We first evaluated the general trend of the exercise intervention effect on dietary patterns among all participants, with covariates including gender, race/ethnicity, and BMI. Gender and race/ethnicity were dummy-coded, with male and non-Hispanic white acting as the reference group of each category, respectively. Next, we investigated how the influence of exercise training on dietary pattern preferences varies with different components of exercise characteristics, gender, and race/ethnicity by evaluating their interactions with the time variable. Model parameters were estimated in a Bayesian context by placing prior distributions over those parameters and updating these distributions with the observed data.
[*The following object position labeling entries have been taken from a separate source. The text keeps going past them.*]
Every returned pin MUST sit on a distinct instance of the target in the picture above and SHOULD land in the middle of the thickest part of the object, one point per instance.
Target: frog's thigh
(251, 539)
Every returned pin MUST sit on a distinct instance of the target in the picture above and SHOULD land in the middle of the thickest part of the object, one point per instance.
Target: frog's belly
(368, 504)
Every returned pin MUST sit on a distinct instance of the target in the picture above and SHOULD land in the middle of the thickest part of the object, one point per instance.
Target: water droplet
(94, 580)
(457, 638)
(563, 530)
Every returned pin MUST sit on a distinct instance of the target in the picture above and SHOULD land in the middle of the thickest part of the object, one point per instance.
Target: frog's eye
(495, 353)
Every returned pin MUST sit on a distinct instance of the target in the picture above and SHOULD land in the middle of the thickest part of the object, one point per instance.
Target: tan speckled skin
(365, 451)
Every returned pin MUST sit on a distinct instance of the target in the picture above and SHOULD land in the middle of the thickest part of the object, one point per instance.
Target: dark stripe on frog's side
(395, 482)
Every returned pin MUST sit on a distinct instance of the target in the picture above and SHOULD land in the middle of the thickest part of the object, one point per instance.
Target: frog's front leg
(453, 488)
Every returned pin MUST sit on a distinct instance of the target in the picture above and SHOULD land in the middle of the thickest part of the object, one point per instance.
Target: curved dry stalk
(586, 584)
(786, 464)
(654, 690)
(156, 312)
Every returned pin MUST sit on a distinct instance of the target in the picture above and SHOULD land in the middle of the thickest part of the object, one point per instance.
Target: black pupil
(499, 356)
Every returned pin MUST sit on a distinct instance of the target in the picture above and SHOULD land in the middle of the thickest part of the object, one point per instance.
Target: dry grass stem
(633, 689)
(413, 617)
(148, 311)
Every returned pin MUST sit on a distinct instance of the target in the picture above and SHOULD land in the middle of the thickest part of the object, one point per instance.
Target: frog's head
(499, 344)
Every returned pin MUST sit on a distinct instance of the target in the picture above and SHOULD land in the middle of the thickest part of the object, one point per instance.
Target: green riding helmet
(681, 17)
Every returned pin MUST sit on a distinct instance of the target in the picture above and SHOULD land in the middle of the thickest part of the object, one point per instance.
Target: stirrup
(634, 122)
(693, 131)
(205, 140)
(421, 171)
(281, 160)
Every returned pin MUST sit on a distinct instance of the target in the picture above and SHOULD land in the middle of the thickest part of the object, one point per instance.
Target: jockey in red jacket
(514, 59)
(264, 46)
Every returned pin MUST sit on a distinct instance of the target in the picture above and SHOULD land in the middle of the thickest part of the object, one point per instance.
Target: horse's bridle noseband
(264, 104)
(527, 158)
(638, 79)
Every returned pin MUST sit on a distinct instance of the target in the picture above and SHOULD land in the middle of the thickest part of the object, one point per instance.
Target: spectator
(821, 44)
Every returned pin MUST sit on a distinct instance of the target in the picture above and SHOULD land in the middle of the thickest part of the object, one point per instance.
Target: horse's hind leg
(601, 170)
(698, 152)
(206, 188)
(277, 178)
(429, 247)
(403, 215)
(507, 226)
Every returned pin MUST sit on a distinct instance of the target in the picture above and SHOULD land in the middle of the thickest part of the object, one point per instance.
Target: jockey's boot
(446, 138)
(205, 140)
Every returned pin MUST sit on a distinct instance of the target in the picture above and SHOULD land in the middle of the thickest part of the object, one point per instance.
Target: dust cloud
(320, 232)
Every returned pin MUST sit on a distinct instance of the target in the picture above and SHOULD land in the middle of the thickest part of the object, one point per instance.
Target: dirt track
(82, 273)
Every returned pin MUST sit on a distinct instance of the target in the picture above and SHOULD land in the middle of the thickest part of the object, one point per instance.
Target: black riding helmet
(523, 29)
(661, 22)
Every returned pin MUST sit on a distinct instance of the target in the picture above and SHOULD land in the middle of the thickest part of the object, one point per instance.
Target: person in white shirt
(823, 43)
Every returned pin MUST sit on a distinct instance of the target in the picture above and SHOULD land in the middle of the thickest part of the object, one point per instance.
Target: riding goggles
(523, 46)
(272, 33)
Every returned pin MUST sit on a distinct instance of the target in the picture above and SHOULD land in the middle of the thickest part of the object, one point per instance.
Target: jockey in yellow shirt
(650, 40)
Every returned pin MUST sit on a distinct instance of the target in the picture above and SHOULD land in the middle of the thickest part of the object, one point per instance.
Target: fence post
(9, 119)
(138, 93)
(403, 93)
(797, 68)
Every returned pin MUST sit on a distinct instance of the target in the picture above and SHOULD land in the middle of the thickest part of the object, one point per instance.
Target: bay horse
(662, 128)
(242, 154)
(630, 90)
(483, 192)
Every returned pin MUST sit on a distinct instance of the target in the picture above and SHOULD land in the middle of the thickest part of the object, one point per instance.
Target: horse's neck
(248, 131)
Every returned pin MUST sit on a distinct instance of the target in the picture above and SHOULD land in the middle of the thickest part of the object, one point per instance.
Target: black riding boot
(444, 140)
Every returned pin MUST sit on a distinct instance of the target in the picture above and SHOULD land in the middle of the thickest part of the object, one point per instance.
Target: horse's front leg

Inference was based on the posterior distribution via samples obtained from a Markov Chain Monte Carlo method. Model estimates were summarized using their posterior means with 95% credible intervals that represented an interval having a 95% probability of containing the true value of the model parameter. Missing values in food intakes were dealt with using a model-based imputation approach in which missing values were imputed at each iteration of the Markov Chain Monte Carlo sampler. All analyses were performed using the BFRM software39 and Stan.40 Figures were generated using the ggplot2 package41 in R version 3.4.3.42
Results
Table 1 shows the descriptive statistics of exercise parameters and anthropometric measurements before and after the 15 weeks of exercise training. Among 2680 participants, 2053 participants were identified as exercise compliant, while 627 participants were classified as non-compliant on the basis of the prescribed exercise dose. Exercise compliance was associated with generally more positive changes in anthropometric measures, compared to non-compliance.43
Table 1.
Descriptive statistics of exercise characteristics and anthropometric variables (n = 2 680).
Mean (SD) | ||||
---|---|---|---|---|
Female | Male | |||
0 week | 15 week | 0 week | 15 week | |
Age | 21.65 (4.85) | 21.99 (4.97) | 22.21 (5.13) | 22.59 (5.17) |
BMI (kg·m−2) | 26.16 (6.21) | 25.93 (6.00) | 27.08 (5.65) | 26.76 (5.41) |
Body mass (kg) | 68.87 (17.67) | 68.39 (17.07) | 83.75 (19.79) | 82.82 (18.98) |
Hip (cm) | 102.21 (12.41) | 101.72 (11.90) | 102.19 (11.52) | 100.75 (10.77) |
Waist (cm) | 76.46 (12.93) | 75.45 (11.95) | 87.25 (14.94) | 85.81 (13.83) |
DXA fat (%) | 34.26 (7.74) | 33.87 (7.63) | 22.33 (8.76) | 21.62 (8.63) |
Exercise Measures | ||||
Mean duration (min/session) | 38.19 (3.95) | 37.19 (5.70) | ||
Mean intensity (%HRR) | 66.33 (5.71) | 67.37 (5.91) | ||
Total dose (HRPAS) | 777.44 (213.67) | 769.61 (240.75) | ||
Attendance rate (%) | 83.40 (20.42) | 82.59 (21.76) |
*DXA: Dual-energy X-ray absorptiometry
Figure 1 displays seven habitual dietary patterns identified from the TIGER study participants, which were labeled as Prudent, Western, Snacking, Ethnic, Meat and Dairy Alternatives, Alcohol, and Milk and Cereal. Dietary patterns were interpreted based on posterior inclusion probabilities of individual food-factor pairs (Figure 1A) and the factor loading estimates above the probability threshold (Figure 1B). The Prudent pattern was mainly associated with a high frequency intake of fruits, vegetables, and low-fat foods and a low frequency intake of fried foods, and soft drinks. The Western pattern was primarily associated with a high frequency intake of red meat, processed meat, fried foods, soft drinks, breads, and pasta dishes. The Snacking pattern was associated with a high frequency intake of foods such as cookies, sweets, and salty snacks. The Ethnic pattern showed positive associations with foods such as tacos, burritos, tortillas, and salsa. The remaining patterns were designated based on their food subsets.
Figure 1.
Dietary patterns among young adults identified in the TIGER study. (A) Posterior inclusion probabilities of individual food-factor pairs. Foods showing posterior inclusion probability > 0.95 (boldface) for each factor were considered in defining dietary patterns. (B) Posterior means of significant factor loadings with 95% credible intervals are displayed for each dietary pattern, respectively.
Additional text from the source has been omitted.